Large Language Models as Computable Approximations to Solomonoff Induction
Jun Wan, Lingrui Mei
TL;DR
The paper connects Large Language Models with Algorithmic Information Theory by proving that LLM training approximates the Solomonoff prior and next-token prediction approximates Solomonoff induction, thereby explaining in-context learning, few-shot adaptation, and scaling laws within a universal-induction framework. It introduces a computable approximation to Solomonoff probability via a program-based encoding of the LLM and demonstrates, through theoretical results and experiments, that inference approximates Solomonoff induction up to a model-dependent scaling factor. A convergence theorem ties Solomonoff prediction to computable target distributions, providing a principled basis for emergent LLM behaviors.

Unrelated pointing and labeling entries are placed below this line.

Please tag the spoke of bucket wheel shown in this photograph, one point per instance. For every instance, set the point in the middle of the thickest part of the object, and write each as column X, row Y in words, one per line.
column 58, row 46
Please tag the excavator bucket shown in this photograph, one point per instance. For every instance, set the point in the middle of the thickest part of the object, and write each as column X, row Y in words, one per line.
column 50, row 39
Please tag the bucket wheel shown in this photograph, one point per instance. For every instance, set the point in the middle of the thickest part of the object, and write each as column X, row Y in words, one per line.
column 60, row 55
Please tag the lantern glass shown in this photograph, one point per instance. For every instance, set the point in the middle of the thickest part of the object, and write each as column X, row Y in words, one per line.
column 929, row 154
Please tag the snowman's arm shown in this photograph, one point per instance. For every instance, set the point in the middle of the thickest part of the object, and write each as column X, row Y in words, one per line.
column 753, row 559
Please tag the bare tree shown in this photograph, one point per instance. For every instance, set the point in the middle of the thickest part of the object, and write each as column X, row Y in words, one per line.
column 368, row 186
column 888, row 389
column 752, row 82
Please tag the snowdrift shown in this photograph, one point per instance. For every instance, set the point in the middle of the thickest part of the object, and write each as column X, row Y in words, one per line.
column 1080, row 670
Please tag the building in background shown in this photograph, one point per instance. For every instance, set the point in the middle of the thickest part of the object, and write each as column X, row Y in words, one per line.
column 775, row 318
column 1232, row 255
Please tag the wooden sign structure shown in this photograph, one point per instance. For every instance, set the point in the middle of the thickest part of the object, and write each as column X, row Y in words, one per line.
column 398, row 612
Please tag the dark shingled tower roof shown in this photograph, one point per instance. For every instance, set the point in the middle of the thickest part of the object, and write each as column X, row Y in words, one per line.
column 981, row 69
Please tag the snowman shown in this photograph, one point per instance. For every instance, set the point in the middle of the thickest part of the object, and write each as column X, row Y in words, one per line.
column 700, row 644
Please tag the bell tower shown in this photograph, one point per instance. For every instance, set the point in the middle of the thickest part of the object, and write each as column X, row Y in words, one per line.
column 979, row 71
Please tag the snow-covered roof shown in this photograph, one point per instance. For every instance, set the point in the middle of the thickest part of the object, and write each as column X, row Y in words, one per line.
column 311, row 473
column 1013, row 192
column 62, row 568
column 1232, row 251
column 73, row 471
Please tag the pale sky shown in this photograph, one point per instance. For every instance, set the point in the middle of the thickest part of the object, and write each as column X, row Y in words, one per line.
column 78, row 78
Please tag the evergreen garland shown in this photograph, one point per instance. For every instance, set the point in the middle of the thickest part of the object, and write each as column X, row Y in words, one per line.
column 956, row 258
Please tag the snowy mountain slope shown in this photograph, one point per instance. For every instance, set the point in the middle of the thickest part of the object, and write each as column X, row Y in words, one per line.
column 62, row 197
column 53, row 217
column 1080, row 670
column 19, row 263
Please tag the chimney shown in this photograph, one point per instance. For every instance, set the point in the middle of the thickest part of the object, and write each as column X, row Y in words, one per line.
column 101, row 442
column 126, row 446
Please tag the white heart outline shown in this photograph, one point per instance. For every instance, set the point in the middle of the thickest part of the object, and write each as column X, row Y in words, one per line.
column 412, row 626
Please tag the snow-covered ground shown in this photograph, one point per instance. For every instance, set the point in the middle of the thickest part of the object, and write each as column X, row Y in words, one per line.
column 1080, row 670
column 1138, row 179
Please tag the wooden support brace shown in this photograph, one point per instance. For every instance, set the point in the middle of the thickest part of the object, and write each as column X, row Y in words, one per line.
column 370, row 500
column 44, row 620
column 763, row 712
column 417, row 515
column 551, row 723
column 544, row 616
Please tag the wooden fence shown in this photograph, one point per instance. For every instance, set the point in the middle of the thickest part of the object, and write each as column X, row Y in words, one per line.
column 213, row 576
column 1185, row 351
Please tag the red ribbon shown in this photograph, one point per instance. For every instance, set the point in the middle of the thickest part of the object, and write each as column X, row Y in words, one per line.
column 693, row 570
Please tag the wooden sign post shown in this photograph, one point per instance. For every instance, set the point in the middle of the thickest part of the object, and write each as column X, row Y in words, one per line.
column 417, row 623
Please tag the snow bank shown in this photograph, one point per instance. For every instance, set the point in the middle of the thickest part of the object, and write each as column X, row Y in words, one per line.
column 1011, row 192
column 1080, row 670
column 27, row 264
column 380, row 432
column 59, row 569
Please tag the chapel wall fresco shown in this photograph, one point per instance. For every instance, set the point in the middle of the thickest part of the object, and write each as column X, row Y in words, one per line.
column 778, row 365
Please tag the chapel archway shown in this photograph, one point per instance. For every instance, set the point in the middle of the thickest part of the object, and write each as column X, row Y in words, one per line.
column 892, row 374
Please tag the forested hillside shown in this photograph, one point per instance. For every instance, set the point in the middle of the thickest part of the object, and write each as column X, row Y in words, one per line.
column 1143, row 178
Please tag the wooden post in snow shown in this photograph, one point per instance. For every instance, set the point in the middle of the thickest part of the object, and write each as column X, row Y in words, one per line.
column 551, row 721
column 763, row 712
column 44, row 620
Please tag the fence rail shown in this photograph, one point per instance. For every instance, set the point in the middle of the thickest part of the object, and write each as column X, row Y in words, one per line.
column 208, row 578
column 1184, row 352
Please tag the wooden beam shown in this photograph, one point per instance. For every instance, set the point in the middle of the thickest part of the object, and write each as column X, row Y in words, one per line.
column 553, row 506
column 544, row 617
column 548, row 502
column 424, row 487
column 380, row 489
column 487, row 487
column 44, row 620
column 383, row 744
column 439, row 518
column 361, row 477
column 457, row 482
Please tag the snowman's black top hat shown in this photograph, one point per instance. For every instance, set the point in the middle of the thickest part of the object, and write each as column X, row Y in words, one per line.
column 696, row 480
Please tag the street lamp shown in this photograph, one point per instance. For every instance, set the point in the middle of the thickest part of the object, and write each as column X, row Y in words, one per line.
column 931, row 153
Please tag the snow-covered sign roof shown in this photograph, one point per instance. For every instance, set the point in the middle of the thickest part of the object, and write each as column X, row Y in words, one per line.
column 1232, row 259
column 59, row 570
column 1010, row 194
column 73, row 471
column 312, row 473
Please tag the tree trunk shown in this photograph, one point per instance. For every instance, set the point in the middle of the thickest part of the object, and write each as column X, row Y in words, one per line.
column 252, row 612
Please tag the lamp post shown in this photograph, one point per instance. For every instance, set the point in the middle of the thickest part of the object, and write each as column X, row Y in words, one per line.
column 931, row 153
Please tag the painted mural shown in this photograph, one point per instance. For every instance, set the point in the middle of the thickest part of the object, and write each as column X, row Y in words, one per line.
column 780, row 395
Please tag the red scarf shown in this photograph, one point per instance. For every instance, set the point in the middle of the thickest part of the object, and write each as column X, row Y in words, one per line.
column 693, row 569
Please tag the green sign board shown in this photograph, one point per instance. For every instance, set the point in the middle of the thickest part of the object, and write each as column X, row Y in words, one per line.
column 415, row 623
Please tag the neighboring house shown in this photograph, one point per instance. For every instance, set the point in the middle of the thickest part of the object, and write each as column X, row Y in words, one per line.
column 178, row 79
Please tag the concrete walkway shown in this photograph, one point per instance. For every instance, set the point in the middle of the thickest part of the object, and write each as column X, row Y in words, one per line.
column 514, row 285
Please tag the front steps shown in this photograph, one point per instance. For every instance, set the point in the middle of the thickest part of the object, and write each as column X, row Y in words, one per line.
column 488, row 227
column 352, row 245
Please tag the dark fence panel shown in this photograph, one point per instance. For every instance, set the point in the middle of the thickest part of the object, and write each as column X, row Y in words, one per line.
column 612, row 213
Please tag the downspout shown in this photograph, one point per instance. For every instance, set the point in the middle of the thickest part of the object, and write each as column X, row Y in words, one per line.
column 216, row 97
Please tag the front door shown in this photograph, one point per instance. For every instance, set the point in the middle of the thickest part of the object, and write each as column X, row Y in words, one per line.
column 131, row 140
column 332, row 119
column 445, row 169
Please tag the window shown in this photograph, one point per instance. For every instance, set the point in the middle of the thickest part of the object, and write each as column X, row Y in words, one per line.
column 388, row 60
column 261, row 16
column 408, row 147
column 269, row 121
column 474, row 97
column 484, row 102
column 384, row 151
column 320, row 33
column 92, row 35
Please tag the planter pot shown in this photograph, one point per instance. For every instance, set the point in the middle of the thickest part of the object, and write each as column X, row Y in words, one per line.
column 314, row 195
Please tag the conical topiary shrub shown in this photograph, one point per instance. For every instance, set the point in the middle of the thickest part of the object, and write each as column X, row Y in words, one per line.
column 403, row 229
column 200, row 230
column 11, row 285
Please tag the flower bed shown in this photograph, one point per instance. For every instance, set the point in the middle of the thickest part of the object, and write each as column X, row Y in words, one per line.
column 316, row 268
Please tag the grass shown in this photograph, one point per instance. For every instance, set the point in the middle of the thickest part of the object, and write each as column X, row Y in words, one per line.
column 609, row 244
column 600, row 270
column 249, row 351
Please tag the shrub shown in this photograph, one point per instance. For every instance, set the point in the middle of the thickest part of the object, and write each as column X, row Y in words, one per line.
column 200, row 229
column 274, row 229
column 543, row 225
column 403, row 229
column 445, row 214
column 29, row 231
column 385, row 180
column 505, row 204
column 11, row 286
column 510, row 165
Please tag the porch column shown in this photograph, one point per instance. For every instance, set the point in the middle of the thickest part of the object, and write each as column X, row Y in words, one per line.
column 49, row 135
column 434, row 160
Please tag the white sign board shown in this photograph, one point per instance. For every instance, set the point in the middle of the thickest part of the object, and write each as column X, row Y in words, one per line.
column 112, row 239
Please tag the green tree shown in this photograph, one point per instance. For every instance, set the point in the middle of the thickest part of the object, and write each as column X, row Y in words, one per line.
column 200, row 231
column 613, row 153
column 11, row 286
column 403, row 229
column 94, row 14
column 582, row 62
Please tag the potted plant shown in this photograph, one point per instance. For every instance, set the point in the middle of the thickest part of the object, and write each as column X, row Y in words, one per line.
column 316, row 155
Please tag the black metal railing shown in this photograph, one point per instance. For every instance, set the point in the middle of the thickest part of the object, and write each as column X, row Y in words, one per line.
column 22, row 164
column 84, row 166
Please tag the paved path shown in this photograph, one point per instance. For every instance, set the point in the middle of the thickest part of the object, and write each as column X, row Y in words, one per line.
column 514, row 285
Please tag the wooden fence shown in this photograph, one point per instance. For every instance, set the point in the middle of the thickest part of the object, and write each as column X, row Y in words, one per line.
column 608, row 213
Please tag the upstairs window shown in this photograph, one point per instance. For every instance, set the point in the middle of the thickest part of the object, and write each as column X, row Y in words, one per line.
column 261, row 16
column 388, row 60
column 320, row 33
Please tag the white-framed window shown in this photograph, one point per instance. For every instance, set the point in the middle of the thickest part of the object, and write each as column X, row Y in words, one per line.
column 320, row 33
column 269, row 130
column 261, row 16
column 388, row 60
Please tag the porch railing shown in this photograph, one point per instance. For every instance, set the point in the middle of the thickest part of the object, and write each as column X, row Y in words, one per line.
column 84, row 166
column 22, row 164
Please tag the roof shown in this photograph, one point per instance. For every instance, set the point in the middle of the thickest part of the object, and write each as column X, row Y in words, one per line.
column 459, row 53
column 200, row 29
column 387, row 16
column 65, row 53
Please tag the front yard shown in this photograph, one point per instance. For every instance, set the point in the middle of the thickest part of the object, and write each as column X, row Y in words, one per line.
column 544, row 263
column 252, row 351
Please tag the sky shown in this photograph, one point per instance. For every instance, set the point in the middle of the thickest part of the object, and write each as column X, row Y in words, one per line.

Practically, the authors propose a low-confidence few-shot sample selection strategy that improves performance on text classification, especially for smaller models, illustrating the theory’s actionable impact on model development and data-efficient learning.
Abstract
The rapid advancement of large language models (LLMs) calls for a rigorous theoretical framework to explain their empirical success. While significant progress has been made in understanding LLM behaviors, existing theoretical frameworks remain fragmented in explaining emergent phenomena through a unified mathematical lens. We establish the first formal connection between LLM architectures and Algorithmic Information Theory (AIT) by proving two fundamental results: (1) the training process computationally approximates Solomonoff prior through loss minimization interpreted as program length optimization, and (2) next-token prediction implements approximate Solomonoff induction. We leverage AIT to provide a unified theoretical explanation for in-context learning, few-shot learning, and scaling laws. Furthermore, our theoretical insights lead to a principled method for few-shot example selection that prioritizes samples where models exhibit lower predictive confidence. We demonstrate through experiments on diverse text classification benchmarks that this strategy yields significant performance improvements, particularly for smaller model architectures, when compared to selecting high-confidence examples. Our framework bridges the gap between theoretical foundations and practical LLM behaviors, providing both explanatory power and actionable insights for future model development.